I’ve been losing weight in a healthy, gradual, sustained way. I’m down about 40 pounds since April. I’ve gone off the rails a few times, but have been able to redirect myself back to what I was doing and it wasn’t complete “I’ve effed it up so may as well quit” moments. I think I’m the most proud of that actually. But…
I do however have a history of not so healthy weight loss and oftentimes extreme calorie reduction or an insane unsustainable exercise regime.
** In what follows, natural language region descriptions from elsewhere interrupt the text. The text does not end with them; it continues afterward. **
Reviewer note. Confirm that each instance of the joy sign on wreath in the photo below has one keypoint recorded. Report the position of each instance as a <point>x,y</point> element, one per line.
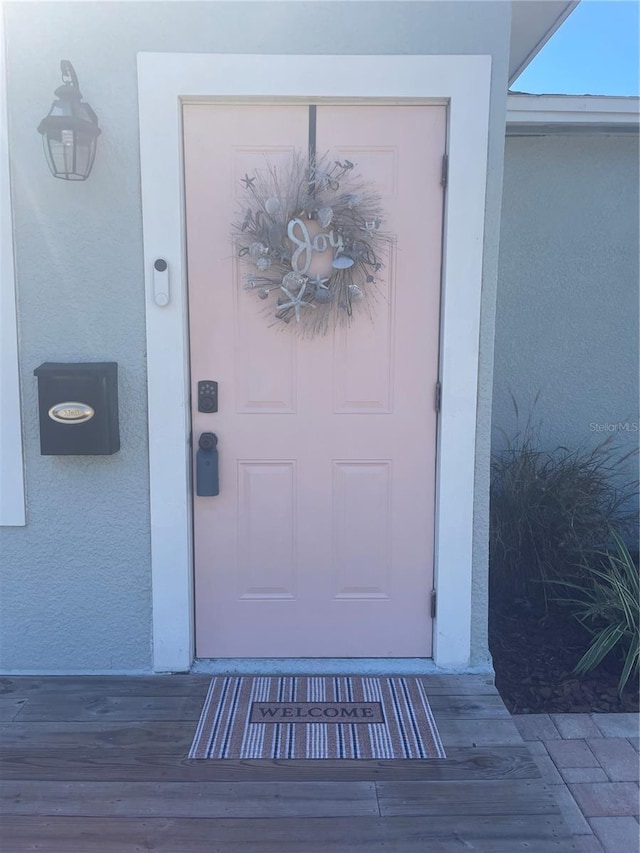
<point>310,235</point>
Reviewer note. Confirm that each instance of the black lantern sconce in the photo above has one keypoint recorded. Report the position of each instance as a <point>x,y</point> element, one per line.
<point>70,130</point>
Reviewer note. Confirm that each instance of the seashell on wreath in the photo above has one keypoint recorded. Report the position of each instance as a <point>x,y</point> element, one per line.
<point>311,236</point>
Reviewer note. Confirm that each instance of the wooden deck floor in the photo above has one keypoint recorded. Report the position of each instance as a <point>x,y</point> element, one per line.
<point>97,765</point>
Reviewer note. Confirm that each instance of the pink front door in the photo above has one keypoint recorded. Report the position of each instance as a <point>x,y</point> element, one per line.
<point>320,543</point>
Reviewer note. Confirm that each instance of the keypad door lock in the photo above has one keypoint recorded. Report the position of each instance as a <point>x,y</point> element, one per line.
<point>207,396</point>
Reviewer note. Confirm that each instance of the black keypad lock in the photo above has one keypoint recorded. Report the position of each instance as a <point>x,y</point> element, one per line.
<point>207,396</point>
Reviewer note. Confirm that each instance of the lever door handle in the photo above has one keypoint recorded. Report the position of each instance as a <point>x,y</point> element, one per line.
<point>207,483</point>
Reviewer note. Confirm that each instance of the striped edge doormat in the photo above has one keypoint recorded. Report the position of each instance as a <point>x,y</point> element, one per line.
<point>316,717</point>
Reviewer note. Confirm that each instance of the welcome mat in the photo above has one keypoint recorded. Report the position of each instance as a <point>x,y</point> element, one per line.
<point>316,717</point>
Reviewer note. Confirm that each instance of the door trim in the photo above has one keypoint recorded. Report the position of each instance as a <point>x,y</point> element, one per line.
<point>165,81</point>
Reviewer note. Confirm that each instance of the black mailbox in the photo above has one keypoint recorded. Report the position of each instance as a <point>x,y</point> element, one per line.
<point>78,408</point>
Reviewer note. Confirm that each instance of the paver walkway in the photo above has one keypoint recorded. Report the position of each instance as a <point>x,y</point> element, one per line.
<point>591,762</point>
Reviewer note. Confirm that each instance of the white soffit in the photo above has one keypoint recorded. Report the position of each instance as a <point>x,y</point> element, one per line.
<point>580,113</point>
<point>533,22</point>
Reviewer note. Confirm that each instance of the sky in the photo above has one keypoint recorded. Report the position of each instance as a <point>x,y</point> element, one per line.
<point>595,52</point>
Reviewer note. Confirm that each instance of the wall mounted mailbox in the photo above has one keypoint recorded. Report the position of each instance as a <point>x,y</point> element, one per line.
<point>78,406</point>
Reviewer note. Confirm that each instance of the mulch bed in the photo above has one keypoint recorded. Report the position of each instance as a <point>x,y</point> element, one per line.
<point>533,659</point>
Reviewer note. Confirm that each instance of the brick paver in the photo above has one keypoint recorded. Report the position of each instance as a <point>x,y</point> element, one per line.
<point>591,763</point>
<point>617,834</point>
<point>606,799</point>
<point>617,725</point>
<point>583,774</point>
<point>536,727</point>
<point>571,753</point>
<point>617,758</point>
<point>573,817</point>
<point>590,844</point>
<point>575,725</point>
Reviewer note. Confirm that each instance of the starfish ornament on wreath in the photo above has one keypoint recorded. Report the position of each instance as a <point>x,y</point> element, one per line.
<point>311,231</point>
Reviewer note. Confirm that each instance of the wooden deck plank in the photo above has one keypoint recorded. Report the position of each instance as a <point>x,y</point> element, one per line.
<point>91,708</point>
<point>10,707</point>
<point>487,797</point>
<point>98,765</point>
<point>189,799</point>
<point>502,762</point>
<point>191,685</point>
<point>113,685</point>
<point>324,835</point>
<point>154,734</point>
<point>138,736</point>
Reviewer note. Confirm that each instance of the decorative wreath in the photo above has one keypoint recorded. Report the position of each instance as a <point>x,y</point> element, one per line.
<point>311,233</point>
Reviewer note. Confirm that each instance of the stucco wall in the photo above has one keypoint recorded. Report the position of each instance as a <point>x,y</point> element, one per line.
<point>76,580</point>
<point>567,316</point>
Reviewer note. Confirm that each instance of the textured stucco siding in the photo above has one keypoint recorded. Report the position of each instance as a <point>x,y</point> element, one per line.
<point>76,581</point>
<point>567,316</point>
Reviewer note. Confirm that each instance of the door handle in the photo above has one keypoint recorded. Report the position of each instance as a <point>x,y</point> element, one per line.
<point>207,484</point>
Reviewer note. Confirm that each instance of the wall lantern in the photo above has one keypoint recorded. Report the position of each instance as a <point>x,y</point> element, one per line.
<point>70,130</point>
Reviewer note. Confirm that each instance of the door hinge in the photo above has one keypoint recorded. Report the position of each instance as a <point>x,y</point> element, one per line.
<point>445,170</point>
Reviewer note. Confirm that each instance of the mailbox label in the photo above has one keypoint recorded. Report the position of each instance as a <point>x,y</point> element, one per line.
<point>71,413</point>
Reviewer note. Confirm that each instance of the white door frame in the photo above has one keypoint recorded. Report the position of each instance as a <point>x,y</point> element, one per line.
<point>165,82</point>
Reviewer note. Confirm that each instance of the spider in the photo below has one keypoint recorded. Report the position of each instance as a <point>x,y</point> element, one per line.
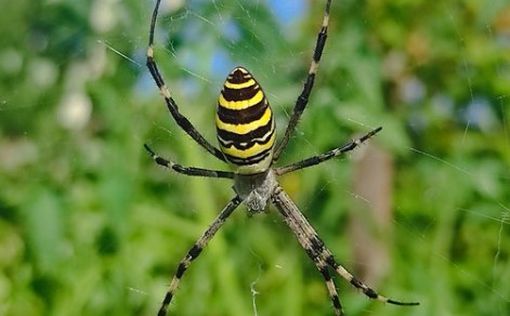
<point>246,135</point>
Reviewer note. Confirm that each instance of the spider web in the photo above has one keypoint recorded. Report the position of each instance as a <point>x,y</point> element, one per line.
<point>82,98</point>
<point>227,22</point>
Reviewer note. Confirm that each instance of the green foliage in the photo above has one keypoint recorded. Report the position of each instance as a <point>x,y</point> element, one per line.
<point>90,226</point>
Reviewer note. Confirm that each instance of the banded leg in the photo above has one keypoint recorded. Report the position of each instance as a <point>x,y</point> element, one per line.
<point>182,121</point>
<point>302,100</point>
<point>289,210</point>
<point>189,171</point>
<point>195,251</point>
<point>312,161</point>
<point>311,250</point>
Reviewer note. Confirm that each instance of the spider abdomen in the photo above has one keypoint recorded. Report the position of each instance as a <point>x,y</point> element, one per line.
<point>244,123</point>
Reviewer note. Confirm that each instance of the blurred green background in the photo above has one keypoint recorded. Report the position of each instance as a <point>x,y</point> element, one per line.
<point>89,225</point>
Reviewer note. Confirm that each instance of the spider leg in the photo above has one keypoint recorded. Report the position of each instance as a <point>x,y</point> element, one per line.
<point>189,171</point>
<point>312,161</point>
<point>302,100</point>
<point>195,251</point>
<point>181,120</point>
<point>311,251</point>
<point>304,230</point>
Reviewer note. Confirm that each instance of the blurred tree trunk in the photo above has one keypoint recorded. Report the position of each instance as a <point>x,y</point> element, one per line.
<point>370,221</point>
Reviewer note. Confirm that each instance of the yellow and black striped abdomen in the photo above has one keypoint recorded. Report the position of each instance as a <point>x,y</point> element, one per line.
<point>244,123</point>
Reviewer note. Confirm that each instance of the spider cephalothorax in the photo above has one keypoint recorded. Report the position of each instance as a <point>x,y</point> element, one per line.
<point>246,134</point>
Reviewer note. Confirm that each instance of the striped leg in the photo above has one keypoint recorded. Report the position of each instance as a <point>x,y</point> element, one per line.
<point>189,171</point>
<point>302,100</point>
<point>195,251</point>
<point>302,236</point>
<point>182,121</point>
<point>312,161</point>
<point>301,226</point>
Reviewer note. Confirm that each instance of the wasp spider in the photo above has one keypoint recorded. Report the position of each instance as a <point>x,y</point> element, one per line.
<point>246,134</point>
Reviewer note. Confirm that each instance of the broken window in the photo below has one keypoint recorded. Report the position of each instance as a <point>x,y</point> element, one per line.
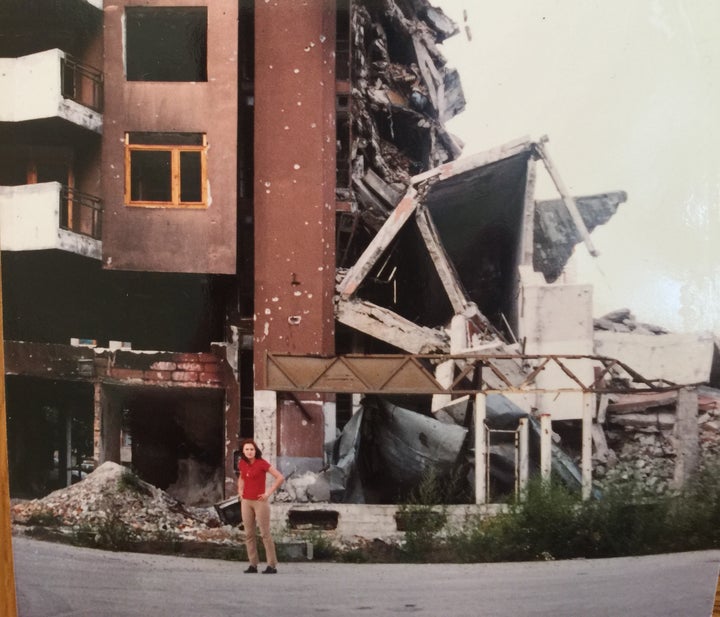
<point>165,169</point>
<point>342,40</point>
<point>166,44</point>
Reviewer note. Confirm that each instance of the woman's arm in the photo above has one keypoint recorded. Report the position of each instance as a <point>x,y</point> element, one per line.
<point>279,479</point>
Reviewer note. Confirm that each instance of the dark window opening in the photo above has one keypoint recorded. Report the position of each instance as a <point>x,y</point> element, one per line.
<point>166,44</point>
<point>313,519</point>
<point>150,176</point>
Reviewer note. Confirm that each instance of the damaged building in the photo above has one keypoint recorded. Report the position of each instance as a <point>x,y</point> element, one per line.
<point>225,220</point>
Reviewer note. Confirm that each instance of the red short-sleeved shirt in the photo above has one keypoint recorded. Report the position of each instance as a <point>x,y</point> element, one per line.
<point>253,476</point>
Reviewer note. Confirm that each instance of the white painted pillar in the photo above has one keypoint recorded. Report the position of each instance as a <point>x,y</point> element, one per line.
<point>68,447</point>
<point>586,459</point>
<point>686,436</point>
<point>481,447</point>
<point>545,446</point>
<point>524,453</point>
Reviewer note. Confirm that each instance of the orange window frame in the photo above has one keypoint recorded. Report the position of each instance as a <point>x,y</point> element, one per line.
<point>174,150</point>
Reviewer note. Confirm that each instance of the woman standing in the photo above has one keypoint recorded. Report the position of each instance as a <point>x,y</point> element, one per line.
<point>254,505</point>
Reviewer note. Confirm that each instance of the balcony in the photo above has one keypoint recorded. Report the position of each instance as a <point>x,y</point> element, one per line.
<point>49,215</point>
<point>51,85</point>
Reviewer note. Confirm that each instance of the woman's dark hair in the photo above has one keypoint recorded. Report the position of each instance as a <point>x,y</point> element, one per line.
<point>258,453</point>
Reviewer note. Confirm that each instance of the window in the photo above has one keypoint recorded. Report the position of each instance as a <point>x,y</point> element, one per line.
<point>165,169</point>
<point>166,44</point>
I’m aware of this and actively work against it.
I find myself sometimes thinking “this thing is happening in X weeks, I bet I could lose Y amount of weight by then.” It is almost always something totally unrealistic (like 5 pounds/week), but even if it is something kind of realistic like I’ve been losing at a consistent 1.5 pounds a week and to achieve whatever arbitrary goal I’d have to lose 2 pounds/week. It’s like the INSTANT (even if it’s super brief) the thought crosses my mind my brain is like “guess what….now you’re starving 100% of the time”. So that relatively ‘easy’ to maintain 1.5 pounds a week that I’ve been successful at becomes super duper ridiculously hard.
I wish I could stop my brain from having those thoughts, but I was curious if anyone else has that struggle sometimes and what you might do to help yourself through it.